# Negril.com Message Board Forums > South Coast Message Board >  Urgent Plea, Looking for Collin from Bread Nut Walk

## PootoosinNCUSA

I am trying to find anyone who has seen/heard from or about my beloved friend of more than 15 years, who seems to have vanished.
His name is Collin Thompson. He is a slight frame Natty with locks to the ground; a woodcarver from Bread Nut Walk in St. E. He lived in Negril for years, but returned to BNWalk early this year. He was traveling regularly to the South Coast to sell his crafts.
For more than a decade we have communicated several times a week. Our last convo was over 4 months ago, and we signed off with a promise to speak again on the weekend.
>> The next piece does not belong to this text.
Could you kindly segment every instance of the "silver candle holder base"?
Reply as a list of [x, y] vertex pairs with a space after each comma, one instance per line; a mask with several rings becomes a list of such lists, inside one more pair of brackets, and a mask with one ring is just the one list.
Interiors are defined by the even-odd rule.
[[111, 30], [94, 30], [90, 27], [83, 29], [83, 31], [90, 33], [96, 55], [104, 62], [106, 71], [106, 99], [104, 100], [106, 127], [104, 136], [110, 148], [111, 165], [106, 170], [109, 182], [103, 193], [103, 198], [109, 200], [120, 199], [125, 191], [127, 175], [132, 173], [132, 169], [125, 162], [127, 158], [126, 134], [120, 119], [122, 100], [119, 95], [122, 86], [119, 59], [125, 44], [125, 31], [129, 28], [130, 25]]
I have never heard from him since, and I can't find anyone who has any report on his well-being or whereabouts.
This is such an unusual development, I have grown gravely concerned.
If anyone even knows someone in Bread Nut Walk, I can't express my gratitude enough if someone could inquire.
Blessings and heartfelt thanks, in advance, for any information.
Kim
Asheville, NC

----------


## Jim-Donna

I will be PRAYING that you hear from your friend.

----------


## PootoosinNCUSA

Thanks you Jim/Donna~  I love your signature, and it explains how I feel about Collin.  We have had a love affair for nearly 20 years, and he calls me 2-3 times week like clockwork.  Our last convo included the usual sign off of "talk to you again on..."  That was over 4 months ago, and I'm still praying.
Your prayers are welcomed and greatly appreciated.  Should you come across ANYONE who can contact him, please pass along my number (828)290-0210.  It is possible his phone was lost/stolen and he has no way to call me.
One love.  Blessings,
Kim

----------